A nurse is providing teaching to a client who is postoperative following coronary artery bypass graft (CABG) surgery and is receiving opioid medications to manage discomfort. Aside from managing pain, which of the following desired effects of medications should the nurse identify as most important for the client's recovery?
- A. It facilitates the client's deep breathing
- B. It increases the client's appetite
- C. It promotes wound healing
- D. It decreases the client's anxiety
Correct Answer: A
Rationale: The correct answer is A: It facilitates the client's deep breathing. Postoperative clients following CABG surgery are at risk for developing atelectasis due to decreased lung expansion. Opioid medications can cause respiratory depression, leading to shallow breathing. By facilitating deep breathing, the nurse helps prevent atelectasis and promotes optimal oxygenation, aiding in the client's recovery. Choices B, C, and D are incorrect as they are not directly related to the immediate physiological needs of a postoperative CABG client. Increasing appetite, promoting wound healing, and decreasing anxiety are important aspects of overall recovery but are not as critical as ensuring proper oxygenation and preventing respiratory complications in the immediate postoperative period.
A nurse is reviewing the arterial blood gas values of a client who has chronic kidney disease. Which of the following sets of values should the nurse expect?
- A. pH 7.25, HCO3- 19 mEq/L, PaCO2 30 mm Hg
- B. pH 7.40, HCO3- 24 mEq/L, PaCO2 38 mm Hg
- C. pH 7.45, HCO3- 28 mEq/L, PaCO2 40 mm Hg
- D. pH 7.50, HCO3- 30 mEq/L, PaCO2 45 mm Hg
Correct Answer: A
Rationale: The correct answer is A (pH 7.25, HCO3- 19 mEq/L, PaCO2 30 mm Hg). In chronic kidney disease, the kidneys are unable to excrete acid effectively, leading to metabolic acidosis. The pH is low (acidotic) due to the accumulation of acids. The bicarbonate (HCO3-) is low (19 mEq/L) as the kidneys are unable to reabsorb and regenerate bicarbonate effectively. The PaCO2 is low (30 mm Hg) as the respiratory system compensates by increasing the respiratory rate to blow off carbon dioxide in an attempt to normalize the pH. Choices B, C, and D have pH values within normal range and do not reflect the expected acidosis in chronic kidney disease.
A nurse is teaching a class about preventive care to clients who are at risk for acquiring viral hepatitis. Which of the following information should the nurse include in the presentation?
- A. Avoid foods prepared with tap water.
- B. Vaccination against hepatitis B and C is recommended.
- C. Wash hands thoroughly after using the restroom.
- D. Food should be prepared with purified water.
Correct Answer: D
Rationale: The correct answer is D: Food should be prepared with purified water. Hepatitis A virus can be spread through contaminated water or food. Using purified water for food preparation can help prevent the transmission of the virus. Choice A is incorrect because avoiding foods prepared with tap water alone may not be sufficient to prevent hepatitis. Choice B is incorrect as there is no vaccination available for hepatitis C. Choice C is important for general hygiene but may not specifically prevent hepatitis transmission.

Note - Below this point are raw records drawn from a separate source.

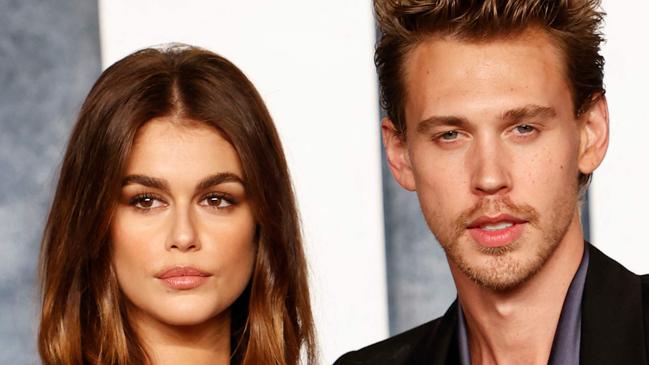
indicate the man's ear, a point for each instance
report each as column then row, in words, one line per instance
column 594, row 135
column 396, row 151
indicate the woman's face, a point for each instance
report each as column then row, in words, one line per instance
column 183, row 231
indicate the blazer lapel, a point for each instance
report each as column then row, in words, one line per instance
column 439, row 346
column 611, row 318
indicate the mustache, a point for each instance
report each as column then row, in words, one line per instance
column 494, row 206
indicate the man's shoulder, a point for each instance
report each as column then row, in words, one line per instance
column 394, row 350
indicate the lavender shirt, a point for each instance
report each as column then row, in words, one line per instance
column 565, row 348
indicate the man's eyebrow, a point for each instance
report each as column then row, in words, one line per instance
column 528, row 112
column 220, row 178
column 429, row 123
column 149, row 181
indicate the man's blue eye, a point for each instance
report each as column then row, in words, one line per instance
column 449, row 136
column 524, row 129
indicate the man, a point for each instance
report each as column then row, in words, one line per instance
column 496, row 117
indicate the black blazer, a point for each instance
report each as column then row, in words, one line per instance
column 614, row 325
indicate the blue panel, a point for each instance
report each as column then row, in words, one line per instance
column 49, row 58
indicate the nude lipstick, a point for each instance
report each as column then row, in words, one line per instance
column 497, row 231
column 183, row 278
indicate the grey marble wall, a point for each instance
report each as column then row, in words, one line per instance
column 49, row 58
column 420, row 287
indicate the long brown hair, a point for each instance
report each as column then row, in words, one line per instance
column 83, row 313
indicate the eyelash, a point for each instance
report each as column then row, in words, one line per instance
column 222, row 197
column 138, row 199
column 455, row 133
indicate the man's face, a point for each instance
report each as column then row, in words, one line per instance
column 493, row 150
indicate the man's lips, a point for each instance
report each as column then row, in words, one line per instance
column 183, row 278
column 484, row 221
column 496, row 231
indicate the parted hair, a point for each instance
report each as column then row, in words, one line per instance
column 83, row 317
column 574, row 26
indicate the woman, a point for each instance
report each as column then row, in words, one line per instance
column 173, row 236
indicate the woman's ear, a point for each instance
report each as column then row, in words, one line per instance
column 593, row 134
column 396, row 151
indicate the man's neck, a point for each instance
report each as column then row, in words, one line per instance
column 518, row 326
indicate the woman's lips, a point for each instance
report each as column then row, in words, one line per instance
column 496, row 231
column 183, row 278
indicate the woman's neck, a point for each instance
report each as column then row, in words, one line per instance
column 204, row 343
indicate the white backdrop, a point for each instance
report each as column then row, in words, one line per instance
column 620, row 189
column 312, row 63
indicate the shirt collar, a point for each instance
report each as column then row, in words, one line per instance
column 567, row 339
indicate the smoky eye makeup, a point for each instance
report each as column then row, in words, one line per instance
column 146, row 201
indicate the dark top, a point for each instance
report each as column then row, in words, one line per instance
column 565, row 346
column 614, row 325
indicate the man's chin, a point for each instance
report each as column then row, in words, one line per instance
column 499, row 269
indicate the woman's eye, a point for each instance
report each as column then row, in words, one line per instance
column 146, row 202
column 524, row 129
column 216, row 201
column 449, row 135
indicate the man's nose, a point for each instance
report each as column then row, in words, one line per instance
column 183, row 235
column 490, row 166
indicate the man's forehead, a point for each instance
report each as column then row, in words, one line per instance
column 446, row 73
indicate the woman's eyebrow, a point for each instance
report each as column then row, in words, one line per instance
column 161, row 184
column 149, row 181
column 217, row 179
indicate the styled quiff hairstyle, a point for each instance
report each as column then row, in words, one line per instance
column 83, row 318
column 574, row 25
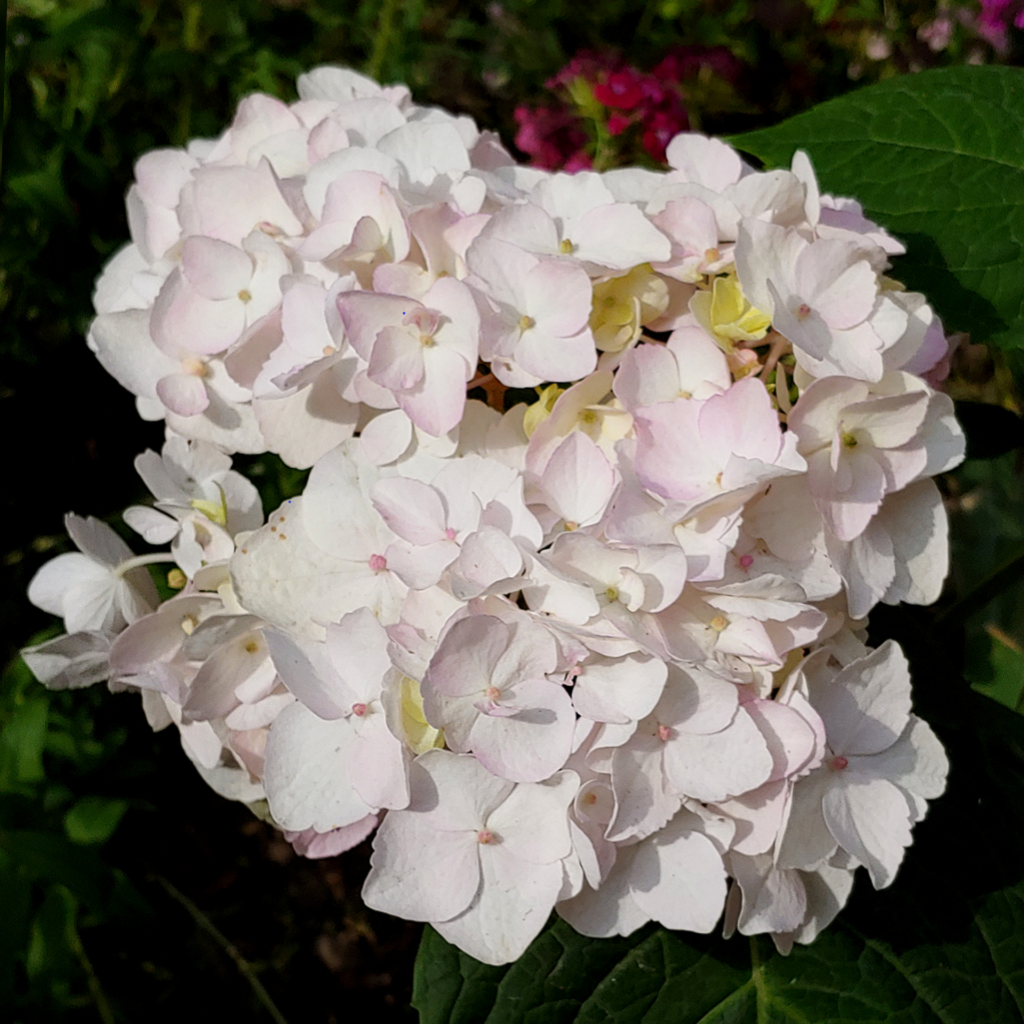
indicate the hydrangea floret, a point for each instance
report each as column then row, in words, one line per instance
column 607, row 473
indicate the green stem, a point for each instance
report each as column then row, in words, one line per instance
column 245, row 968
column 95, row 989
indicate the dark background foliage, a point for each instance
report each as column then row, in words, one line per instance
column 128, row 890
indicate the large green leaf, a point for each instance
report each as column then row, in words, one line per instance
column 938, row 159
column 943, row 945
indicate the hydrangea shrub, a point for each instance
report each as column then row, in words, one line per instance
column 607, row 473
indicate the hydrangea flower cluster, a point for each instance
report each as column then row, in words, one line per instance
column 600, row 651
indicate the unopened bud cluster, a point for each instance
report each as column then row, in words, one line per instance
column 595, row 644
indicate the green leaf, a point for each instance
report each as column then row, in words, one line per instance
column 54, row 939
column 93, row 819
column 938, row 159
column 13, row 923
column 22, row 742
column 943, row 945
column 50, row 858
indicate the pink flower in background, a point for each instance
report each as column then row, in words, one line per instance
column 602, row 87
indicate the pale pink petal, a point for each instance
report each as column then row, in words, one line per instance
column 183, row 393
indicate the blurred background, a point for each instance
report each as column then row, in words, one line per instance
column 128, row 890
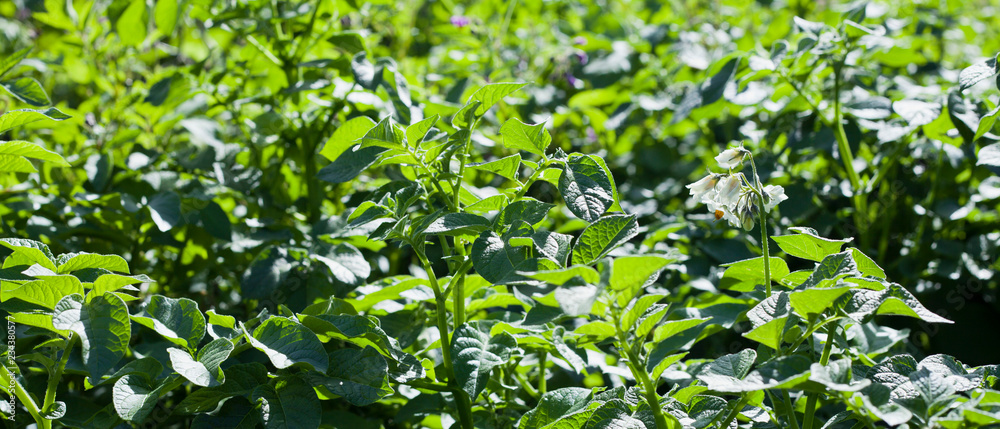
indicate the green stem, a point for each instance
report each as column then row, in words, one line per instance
column 542, row 361
column 460, row 286
column 29, row 403
column 735, row 411
column 542, row 165
column 55, row 378
column 813, row 397
column 790, row 408
column 860, row 203
column 763, row 230
column 462, row 400
column 648, row 387
column 525, row 384
column 456, row 189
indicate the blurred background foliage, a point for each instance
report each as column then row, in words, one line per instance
column 197, row 125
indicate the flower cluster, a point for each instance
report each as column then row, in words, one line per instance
column 731, row 196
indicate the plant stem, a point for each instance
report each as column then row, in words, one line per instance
column 813, row 397
column 735, row 412
column 542, row 165
column 763, row 229
column 457, row 188
column 462, row 401
column 790, row 408
column 29, row 403
column 860, row 203
column 648, row 387
column 542, row 361
column 55, row 378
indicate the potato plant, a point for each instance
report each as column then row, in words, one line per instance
column 342, row 214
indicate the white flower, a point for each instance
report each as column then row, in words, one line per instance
column 730, row 158
column 728, row 189
column 704, row 189
column 747, row 211
column 723, row 212
column 772, row 196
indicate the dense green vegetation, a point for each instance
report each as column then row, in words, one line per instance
column 302, row 214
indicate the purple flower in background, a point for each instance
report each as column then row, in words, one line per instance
column 460, row 21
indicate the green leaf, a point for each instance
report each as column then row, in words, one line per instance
column 134, row 397
column 385, row 135
column 866, row 265
column 12, row 60
column 613, row 414
column 146, row 367
column 831, row 268
column 346, row 136
column 976, row 73
column 236, row 413
column 745, row 275
column 178, row 320
column 863, row 304
column 70, row 262
column 503, row 167
column 290, row 403
column 816, row 300
column 552, row 246
column 837, row 376
column 349, row 41
column 16, row 164
column 586, row 187
column 558, row 405
column 475, row 354
column 986, row 123
column 55, row 411
column 27, row 90
column 603, row 236
column 268, row 270
column 530, row 138
column 28, row 252
column 205, row 370
column 488, row 204
column 561, row 276
column 491, row 94
column 47, row 291
column 241, row 379
column 131, row 25
column 453, row 224
column 165, row 16
column 347, row 264
column 528, row 210
column 103, row 326
column 658, row 361
column 989, row 155
column 807, row 244
column 497, row 262
column 31, row 150
column 642, row 304
column 349, row 164
column 113, row 282
column 674, row 327
column 631, row 272
column 21, row 117
column 415, row 132
column 359, row 376
column 286, row 343
column 768, row 318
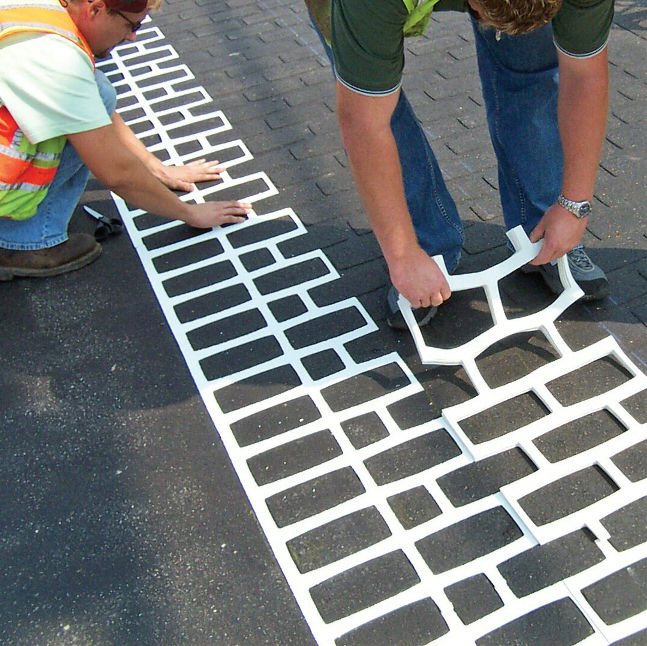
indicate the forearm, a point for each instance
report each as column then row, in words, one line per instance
column 117, row 167
column 582, row 113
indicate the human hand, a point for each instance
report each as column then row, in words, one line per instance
column 560, row 230
column 418, row 278
column 183, row 178
column 213, row 214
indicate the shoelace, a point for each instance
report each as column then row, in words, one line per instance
column 580, row 259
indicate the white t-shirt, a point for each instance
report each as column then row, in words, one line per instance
column 48, row 86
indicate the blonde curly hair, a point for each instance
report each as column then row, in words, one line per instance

A nurse is caring for a client with a sucking chest wound from a gunshot. What action should the nurse take?
- A. Administer oxygen via nasal cannula.
- B. Place the client in Trendelenburg position.
- C. Apply a warm compress to the wound.
- D. Encourage deep breathing exercises.
Correct Answer: A
Rationale: The correct answer is A: Administer oxygen via nasal cannula. This is the priority action to ensure the client receives adequate oxygenation. In a sucking chest wound, air enters the pleural space, leading to a potential pneumothorax, which can compromise oxygenation. Administering oxygen helps maintain oxygen saturation levels and supports respiratory function. Placing the client in Trendelenburg position (choice B) can worsen respiratory distress by increasing pressure on the diaphragm. Applying a warm compress (choice C) may promote bleeding and is not effective in managing a sucking chest wound. Encouraging deep breathing exercises (choice D) can further exacerbate the pneumothorax by allowing more air to enter the pleural space.